Activities: Up to four core activities are suggested for each workshop. A materials list, preparation suggestions, a full description, and ideas for adaptations that may be required to meet special youth needs are provided.
The sequence of activities has been carefully thought out, with some leading into the next ones. You may certainly make any changes and adjustments you like, but you should look through the full workshop before you decide how to adjust it.
The activities of each workshop are also designed as a reasonable mix of the quiet and the active and to involve a variety of skills and learning styles. Keep this balance in mind as you adjust the workshop to meet the group's needs.
Faith in Action: Many core activities in this curriculum are designed to help youth apply spiritual and religious thought to real situations in their own lives. Faith in Action activities also suggest very specific and practical ways for youth to realize and apply their faith for the betterment of the world and their communities. Faith in Action activities, like core and alternate activities, are presented with lists of required supplies and preparations and suggested adaptations to meet the needs of youth with diverse abilities. These activities are not included in the core of the workshops, but your group may easily do them on a regular basis if you meet for more than 60 minutes at a time. You may also substitute them for other activities, or use them outside the program, perhaps as the basis of youth group projects.
However you adjust this program, try to include some form of Faith in Action. As the saying insists, actions do often speak louder than words, for both actor and observer.
Closing: Each workshop's closing segment offers closing words and extinguishes the chalice. Occasionally, youth are invited to share their thoughts about an aspect of the workshop.

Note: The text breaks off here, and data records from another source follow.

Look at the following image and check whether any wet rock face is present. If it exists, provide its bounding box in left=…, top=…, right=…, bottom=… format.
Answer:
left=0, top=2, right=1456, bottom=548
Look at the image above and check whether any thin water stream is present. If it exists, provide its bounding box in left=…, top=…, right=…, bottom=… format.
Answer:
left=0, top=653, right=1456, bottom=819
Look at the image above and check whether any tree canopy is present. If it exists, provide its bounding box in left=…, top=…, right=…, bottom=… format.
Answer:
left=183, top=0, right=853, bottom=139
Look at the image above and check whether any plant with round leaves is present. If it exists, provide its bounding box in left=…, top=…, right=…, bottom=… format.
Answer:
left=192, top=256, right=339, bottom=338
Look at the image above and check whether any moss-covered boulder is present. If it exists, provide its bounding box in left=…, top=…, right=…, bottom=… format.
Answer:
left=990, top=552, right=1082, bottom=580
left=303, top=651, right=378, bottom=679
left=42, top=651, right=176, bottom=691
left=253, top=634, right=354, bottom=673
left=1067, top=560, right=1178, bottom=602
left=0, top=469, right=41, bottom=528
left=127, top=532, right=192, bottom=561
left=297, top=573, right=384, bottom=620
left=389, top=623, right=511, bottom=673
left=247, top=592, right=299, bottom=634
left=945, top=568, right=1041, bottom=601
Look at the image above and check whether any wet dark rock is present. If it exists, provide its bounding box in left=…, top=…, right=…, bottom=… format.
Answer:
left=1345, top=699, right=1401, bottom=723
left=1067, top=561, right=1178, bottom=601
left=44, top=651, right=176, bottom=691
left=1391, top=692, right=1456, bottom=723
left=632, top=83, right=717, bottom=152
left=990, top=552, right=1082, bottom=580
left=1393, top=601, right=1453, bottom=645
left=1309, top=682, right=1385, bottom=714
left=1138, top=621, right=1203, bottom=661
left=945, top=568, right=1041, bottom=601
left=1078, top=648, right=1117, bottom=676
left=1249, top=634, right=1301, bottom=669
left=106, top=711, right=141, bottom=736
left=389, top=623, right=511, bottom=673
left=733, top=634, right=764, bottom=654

Leader Reflection and Planning: Many religious educators find it is helpful, at the end of their workshops, to spend a few minutes reviewing what they have done and planning what they will do next. This segment of each workshop suggests a few discussion topics.
Taking It Home: This section provides activities and suggestions for involving family and friends in the ideas, themes, and projects of Heeding the Call. They include talking over the day's workshop, shortened versions of the activities in the workshop, group discussion guides, crafts, and/or areas of further research on topics. Every Taking It Home also includes a reminder to use the Justicemakers Guide in between the meeting times. Taking It Home should be printed out and sent home with participants, but we also suggest you gather participant's parents' email addresses and send them a copy so that they know what is going on as well. This helps facilitate conversation between the parents and their youth.
Alternate Activities: The format for alternate activities is similar to that of core activities. Consider using the alternates instead of or in addition to the core activities, or possibly outside your regular workshop time.
Resources: Each workshop's Resources section contains the stories, handouts, and any other resources you will need to lead every element of the workshop.
Under the heading "Story" can be found the full text of the workshop's central story.
Under the heading "Handouts" you will find any material that needs to be printed and photocopied for all participants to use in the workshop.
Under "Leader Resources," you will find all the components you need to lead the workshop activities. These may include a reading; role play scenarios for you to print and cut up; diagrams to help you plan activities; or an illustration to show the group, which you may print as a hard copy or display on a computer as a PowerPoint slide.
Under the heading "Find Out More," are book and video titles, website URLs, and other selected resources to further explore the workshop topics.